5. Prozesstag, 4. Dezember
Der 5. Prozesstag beginnt früh um 9:00 Uhr. Ihm wohnen eine Hand voll solidarischer Beobachter:innen und etwa gleich viele ungarische Pressevertreter:innen bei. Einer davon ist Tamás Lipták, Vorstandsmitglied der neonazistischen Légió Hungária, jener Organisation, welche seit einigen Jahren den „Tag der Ehre“ mitorganisiert und bewirbt. (https://de.indymedia.org/node/339245) Lipták ist Journalist bei der radikal nationalistischen Online-Zeitschrift ‚MAGYAR JELEN‘ aus Budapest und einer der Geschädigten im Komplex.

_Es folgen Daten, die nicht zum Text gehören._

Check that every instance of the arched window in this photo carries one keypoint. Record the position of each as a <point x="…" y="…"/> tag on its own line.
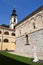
<point x="13" y="34"/>
<point x="6" y="33"/>
<point x="5" y="40"/>
<point x="0" y="32"/>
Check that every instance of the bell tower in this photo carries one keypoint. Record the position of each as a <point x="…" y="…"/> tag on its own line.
<point x="13" y="19"/>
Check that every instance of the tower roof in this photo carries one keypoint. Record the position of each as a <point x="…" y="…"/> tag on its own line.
<point x="14" y="12"/>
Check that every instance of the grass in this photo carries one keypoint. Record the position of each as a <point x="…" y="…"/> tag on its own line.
<point x="7" y="58"/>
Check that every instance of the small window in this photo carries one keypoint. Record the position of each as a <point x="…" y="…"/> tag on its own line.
<point x="0" y="32"/>
<point x="14" y="20"/>
<point x="13" y="34"/>
<point x="34" y="25"/>
<point x="6" y="33"/>
<point x="0" y="40"/>
<point x="6" y="40"/>
<point x="14" y="27"/>
<point x="27" y="42"/>
<point x="20" y="31"/>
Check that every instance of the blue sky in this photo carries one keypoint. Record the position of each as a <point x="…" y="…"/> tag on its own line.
<point x="23" y="8"/>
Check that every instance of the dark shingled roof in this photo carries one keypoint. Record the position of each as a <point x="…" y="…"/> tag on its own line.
<point x="33" y="13"/>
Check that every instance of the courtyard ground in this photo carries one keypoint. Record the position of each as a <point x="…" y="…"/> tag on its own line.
<point x="11" y="59"/>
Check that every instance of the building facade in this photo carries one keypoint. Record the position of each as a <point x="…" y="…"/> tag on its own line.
<point x="7" y="34"/>
<point x="22" y="37"/>
<point x="29" y="33"/>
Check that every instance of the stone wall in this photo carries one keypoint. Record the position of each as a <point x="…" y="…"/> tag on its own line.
<point x="34" y="38"/>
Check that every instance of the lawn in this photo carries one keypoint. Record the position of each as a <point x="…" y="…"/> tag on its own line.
<point x="7" y="58"/>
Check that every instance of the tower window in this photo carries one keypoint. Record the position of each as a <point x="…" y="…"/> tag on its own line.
<point x="27" y="40"/>
<point x="0" y="32"/>
<point x="6" y="40"/>
<point x="0" y="40"/>
<point x="6" y="33"/>
<point x="34" y="25"/>
<point x="13" y="34"/>
<point x="14" y="27"/>
<point x="14" y="20"/>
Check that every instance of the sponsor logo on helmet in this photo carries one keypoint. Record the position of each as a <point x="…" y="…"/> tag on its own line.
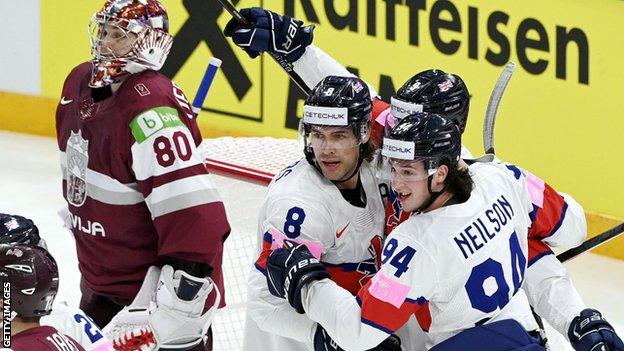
<point x="142" y="89"/>
<point x="393" y="148"/>
<point x="445" y="86"/>
<point x="77" y="153"/>
<point x="357" y="87"/>
<point x="15" y="252"/>
<point x="331" y="116"/>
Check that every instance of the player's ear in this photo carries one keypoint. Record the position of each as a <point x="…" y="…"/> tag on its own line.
<point x="439" y="177"/>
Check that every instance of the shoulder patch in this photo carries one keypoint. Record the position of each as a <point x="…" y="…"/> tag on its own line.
<point x="142" y="89"/>
<point x="151" y="121"/>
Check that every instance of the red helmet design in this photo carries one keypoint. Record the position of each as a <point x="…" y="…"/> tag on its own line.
<point x="128" y="36"/>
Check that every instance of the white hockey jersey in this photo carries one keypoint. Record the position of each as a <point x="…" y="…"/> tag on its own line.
<point x="454" y="268"/>
<point x="75" y="323"/>
<point x="303" y="206"/>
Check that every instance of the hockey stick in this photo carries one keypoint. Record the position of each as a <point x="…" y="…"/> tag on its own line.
<point x="204" y="86"/>
<point x="495" y="98"/>
<point x="591" y="243"/>
<point x="281" y="60"/>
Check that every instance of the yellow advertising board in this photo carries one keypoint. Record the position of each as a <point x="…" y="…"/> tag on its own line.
<point x="560" y="116"/>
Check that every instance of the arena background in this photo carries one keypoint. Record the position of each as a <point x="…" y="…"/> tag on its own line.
<point x="560" y="116"/>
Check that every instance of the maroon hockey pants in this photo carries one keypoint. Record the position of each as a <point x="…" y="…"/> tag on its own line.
<point x="102" y="309"/>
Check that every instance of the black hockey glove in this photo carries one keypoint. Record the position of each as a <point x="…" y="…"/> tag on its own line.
<point x="268" y="31"/>
<point x="323" y="342"/>
<point x="590" y="332"/>
<point x="291" y="268"/>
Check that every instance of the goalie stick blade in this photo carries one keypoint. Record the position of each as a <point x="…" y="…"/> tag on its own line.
<point x="592" y="243"/>
<point x="492" y="108"/>
<point x="281" y="61"/>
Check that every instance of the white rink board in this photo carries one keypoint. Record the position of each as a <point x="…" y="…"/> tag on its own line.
<point x="30" y="185"/>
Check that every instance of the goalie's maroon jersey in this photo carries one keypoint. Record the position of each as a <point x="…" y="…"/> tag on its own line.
<point x="135" y="183"/>
<point x="43" y="338"/>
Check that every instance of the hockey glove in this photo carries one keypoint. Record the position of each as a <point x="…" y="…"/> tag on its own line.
<point x="268" y="31"/>
<point x="323" y="342"/>
<point x="291" y="268"/>
<point x="589" y="332"/>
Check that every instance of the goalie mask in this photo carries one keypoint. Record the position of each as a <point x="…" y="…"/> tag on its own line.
<point x="433" y="91"/>
<point x="127" y="37"/>
<point x="33" y="275"/>
<point x="336" y="104"/>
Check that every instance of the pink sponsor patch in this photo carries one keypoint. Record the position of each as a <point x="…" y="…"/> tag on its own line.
<point x="385" y="117"/>
<point x="388" y="289"/>
<point x="316" y="248"/>
<point x="536" y="189"/>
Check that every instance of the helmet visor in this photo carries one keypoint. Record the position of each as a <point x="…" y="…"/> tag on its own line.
<point x="330" y="137"/>
<point x="405" y="170"/>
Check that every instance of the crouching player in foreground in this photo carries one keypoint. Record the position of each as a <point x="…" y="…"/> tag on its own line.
<point x="69" y="321"/>
<point x="31" y="275"/>
<point x="459" y="261"/>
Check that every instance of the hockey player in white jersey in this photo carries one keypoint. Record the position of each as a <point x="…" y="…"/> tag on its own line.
<point x="331" y="202"/>
<point x="458" y="263"/>
<point x="436" y="91"/>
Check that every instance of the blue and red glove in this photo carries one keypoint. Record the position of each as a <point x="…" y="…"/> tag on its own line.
<point x="268" y="31"/>
<point x="590" y="332"/>
<point x="291" y="268"/>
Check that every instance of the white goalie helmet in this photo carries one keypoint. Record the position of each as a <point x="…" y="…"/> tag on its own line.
<point x="127" y="37"/>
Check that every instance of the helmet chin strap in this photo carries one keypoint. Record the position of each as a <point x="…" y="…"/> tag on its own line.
<point x="355" y="171"/>
<point x="433" y="195"/>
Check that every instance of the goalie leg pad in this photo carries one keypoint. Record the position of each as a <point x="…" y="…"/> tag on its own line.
<point x="176" y="317"/>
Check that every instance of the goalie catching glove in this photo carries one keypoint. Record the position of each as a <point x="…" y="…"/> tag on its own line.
<point x="166" y="313"/>
<point x="291" y="268"/>
<point x="268" y="31"/>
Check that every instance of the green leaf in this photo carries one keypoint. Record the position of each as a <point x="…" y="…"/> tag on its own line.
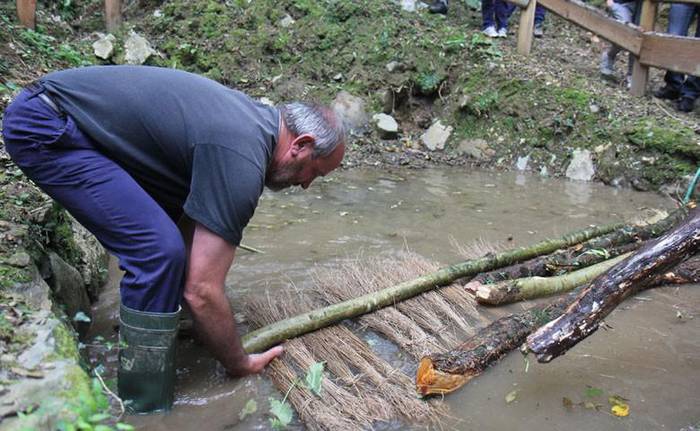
<point x="250" y="407"/>
<point x="592" y="392"/>
<point x="282" y="413"/>
<point x="314" y="377"/>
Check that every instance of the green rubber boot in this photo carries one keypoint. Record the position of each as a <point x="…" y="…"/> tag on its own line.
<point x="146" y="379"/>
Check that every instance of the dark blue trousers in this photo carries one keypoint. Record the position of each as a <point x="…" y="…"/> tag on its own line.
<point x="52" y="151"/>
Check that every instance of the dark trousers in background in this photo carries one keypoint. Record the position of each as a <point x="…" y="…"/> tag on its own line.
<point x="63" y="161"/>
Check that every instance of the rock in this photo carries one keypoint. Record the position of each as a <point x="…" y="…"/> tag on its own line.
<point x="581" y="167"/>
<point x="286" y="21"/>
<point x="386" y="126"/>
<point x="436" y="136"/>
<point x="476" y="148"/>
<point x="93" y="258"/>
<point x="137" y="49"/>
<point x="104" y="46"/>
<point x="67" y="287"/>
<point x="521" y="163"/>
<point x="20" y="259"/>
<point x="351" y="110"/>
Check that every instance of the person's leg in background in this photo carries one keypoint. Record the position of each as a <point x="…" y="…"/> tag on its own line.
<point x="679" y="19"/>
<point x="690" y="90"/>
<point x="104" y="198"/>
<point x="488" y="13"/>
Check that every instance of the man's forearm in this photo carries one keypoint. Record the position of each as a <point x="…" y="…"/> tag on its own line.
<point x="215" y="326"/>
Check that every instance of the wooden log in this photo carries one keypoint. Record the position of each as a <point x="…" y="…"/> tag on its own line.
<point x="278" y="332"/>
<point x="523" y="289"/>
<point x="113" y="14"/>
<point x="676" y="53"/>
<point x="618" y="242"/>
<point x="583" y="317"/>
<point x="26" y="12"/>
<point x="441" y="373"/>
<point x="527" y="21"/>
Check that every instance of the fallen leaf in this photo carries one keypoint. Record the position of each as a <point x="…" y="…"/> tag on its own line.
<point x="250" y="407"/>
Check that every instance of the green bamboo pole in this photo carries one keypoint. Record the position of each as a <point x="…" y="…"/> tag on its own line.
<point x="522" y="289"/>
<point x="277" y="332"/>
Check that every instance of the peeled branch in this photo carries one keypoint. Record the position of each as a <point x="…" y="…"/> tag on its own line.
<point x="606" y="292"/>
<point x="278" y="332"/>
<point x="441" y="373"/>
<point x="521" y="289"/>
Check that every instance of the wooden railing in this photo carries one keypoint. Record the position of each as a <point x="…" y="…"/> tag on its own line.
<point x="26" y="11"/>
<point x="651" y="49"/>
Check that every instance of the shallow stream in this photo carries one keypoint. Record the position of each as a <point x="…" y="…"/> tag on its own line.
<point x="650" y="354"/>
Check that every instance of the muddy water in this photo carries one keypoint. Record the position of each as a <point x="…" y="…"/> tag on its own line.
<point x="651" y="356"/>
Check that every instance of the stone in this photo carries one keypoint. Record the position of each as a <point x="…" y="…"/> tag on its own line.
<point x="351" y="110"/>
<point x="436" y="136"/>
<point x="104" y="46"/>
<point x="476" y="148"/>
<point x="287" y="21"/>
<point x="35" y="291"/>
<point x="408" y="5"/>
<point x="521" y="163"/>
<point x="67" y="286"/>
<point x="20" y="259"/>
<point x="137" y="49"/>
<point x="386" y="126"/>
<point x="581" y="167"/>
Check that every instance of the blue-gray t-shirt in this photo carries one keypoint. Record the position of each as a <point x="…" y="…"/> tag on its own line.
<point x="190" y="142"/>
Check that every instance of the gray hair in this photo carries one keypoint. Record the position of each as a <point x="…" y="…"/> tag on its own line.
<point x="317" y="120"/>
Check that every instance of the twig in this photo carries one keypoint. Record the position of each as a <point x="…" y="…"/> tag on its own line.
<point x="116" y="397"/>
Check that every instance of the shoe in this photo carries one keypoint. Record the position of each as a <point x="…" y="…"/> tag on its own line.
<point x="686" y="104"/>
<point x="538" y="31"/>
<point x="146" y="375"/>
<point x="438" y="6"/>
<point x="490" y="31"/>
<point x="667" y="92"/>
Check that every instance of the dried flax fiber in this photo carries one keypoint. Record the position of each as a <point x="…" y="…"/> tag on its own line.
<point x="360" y="389"/>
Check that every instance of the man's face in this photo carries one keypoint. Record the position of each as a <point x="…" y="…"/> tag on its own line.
<point x="300" y="169"/>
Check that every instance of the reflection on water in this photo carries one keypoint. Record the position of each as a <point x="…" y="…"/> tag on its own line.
<point x="650" y="357"/>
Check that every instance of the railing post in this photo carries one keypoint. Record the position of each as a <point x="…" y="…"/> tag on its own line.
<point x="527" y="21"/>
<point x="640" y="73"/>
<point x="26" y="12"/>
<point x="113" y="14"/>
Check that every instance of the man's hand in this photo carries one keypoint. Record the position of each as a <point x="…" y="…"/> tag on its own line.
<point x="210" y="258"/>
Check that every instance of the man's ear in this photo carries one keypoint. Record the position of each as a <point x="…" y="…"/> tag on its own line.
<point x="303" y="144"/>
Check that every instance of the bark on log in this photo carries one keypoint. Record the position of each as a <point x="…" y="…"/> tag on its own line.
<point x="445" y="372"/>
<point x="618" y="242"/>
<point x="278" y="332"/>
<point x="522" y="289"/>
<point x="609" y="290"/>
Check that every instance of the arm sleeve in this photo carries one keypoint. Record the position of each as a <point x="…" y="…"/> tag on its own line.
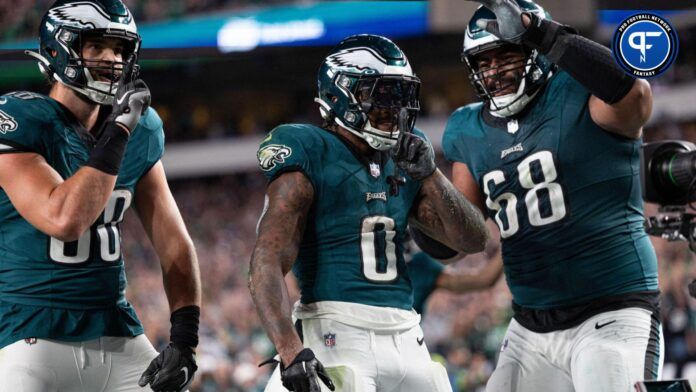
<point x="452" y="145"/>
<point x="21" y="130"/>
<point x="148" y="139"/>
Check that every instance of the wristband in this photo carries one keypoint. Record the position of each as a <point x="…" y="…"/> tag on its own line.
<point x="185" y="322"/>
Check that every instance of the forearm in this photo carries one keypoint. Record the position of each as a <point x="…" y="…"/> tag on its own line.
<point x="270" y="295"/>
<point x="182" y="281"/>
<point x="447" y="216"/>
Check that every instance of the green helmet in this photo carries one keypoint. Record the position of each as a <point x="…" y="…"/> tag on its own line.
<point x="365" y="73"/>
<point x="532" y="73"/>
<point x="62" y="33"/>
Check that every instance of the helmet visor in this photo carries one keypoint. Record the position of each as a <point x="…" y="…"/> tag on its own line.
<point x="388" y="92"/>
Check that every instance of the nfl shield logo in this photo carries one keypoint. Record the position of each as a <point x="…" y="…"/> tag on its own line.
<point x="374" y="170"/>
<point x="330" y="339"/>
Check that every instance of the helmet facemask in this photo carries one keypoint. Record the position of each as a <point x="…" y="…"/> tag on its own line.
<point x="376" y="102"/>
<point x="520" y="77"/>
<point x="382" y="99"/>
<point x="64" y="30"/>
<point x="97" y="80"/>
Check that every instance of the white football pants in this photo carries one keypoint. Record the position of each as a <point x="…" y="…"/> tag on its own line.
<point x="363" y="360"/>
<point x="107" y="364"/>
<point x="609" y="352"/>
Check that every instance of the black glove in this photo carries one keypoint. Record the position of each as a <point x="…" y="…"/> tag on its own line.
<point x="131" y="100"/>
<point x="414" y="155"/>
<point x="508" y="20"/>
<point x="172" y="370"/>
<point x="301" y="375"/>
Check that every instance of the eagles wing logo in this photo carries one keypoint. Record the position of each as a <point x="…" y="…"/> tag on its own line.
<point x="7" y="123"/>
<point x="84" y="14"/>
<point x="272" y="154"/>
<point x="350" y="58"/>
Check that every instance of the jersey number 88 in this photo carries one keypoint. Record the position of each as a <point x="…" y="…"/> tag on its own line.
<point x="107" y="233"/>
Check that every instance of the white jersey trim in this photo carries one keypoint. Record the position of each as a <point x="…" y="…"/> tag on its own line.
<point x="377" y="318"/>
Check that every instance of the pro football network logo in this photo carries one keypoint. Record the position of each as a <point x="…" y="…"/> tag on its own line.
<point x="7" y="123"/>
<point x="330" y="339"/>
<point x="645" y="45"/>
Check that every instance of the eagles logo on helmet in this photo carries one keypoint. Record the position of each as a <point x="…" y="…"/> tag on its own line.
<point x="63" y="31"/>
<point x="368" y="76"/>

An diesem Verhandlungstag waren neben dem Richter zwei Staatsanwältinnen und die anwältliche Vertretung der dritten deutschen Angeklagte anwesend. Diese musste selber nicht im Gericht erscheinen. Ilaria war wie schon bei dem Termin im September nicht anwesend, da sie durch die Wahl ins EU-Parlament Immunität erlangen konnte und seither wieder in Italien lebt. Der Richter verkündete, dass Ungarn nun die Aufhebung von Ilarias Immunität beantragt hat und das Gericht auf eine Antwort wartet.
Anschließend wurden mehrere kurze Videoaufnahmen vom 9., 10. und 11. Februar 2023 gesichtet und mit Fotos verglichen. Es ging außschließlich um die Feststellung der Identität der dritten Angeklagten, anhand ihrer Kleidung. Das Gericht wollte feststellen, ob sie mit Tobi und den weiteren Beschuldigten gemeinsam in Budapest war und von den Taten gewusst hat. Ihr Anwalt argumentierte, dass es aufgrund der vorlegenden Videoaufnahmen nicht möglich sei, sie eindeutig zu identifizieren und in den Ermittlungsakten fehlerhafte Angaben gemacht wurden. Die Entscheidung des Richters steht noch aus.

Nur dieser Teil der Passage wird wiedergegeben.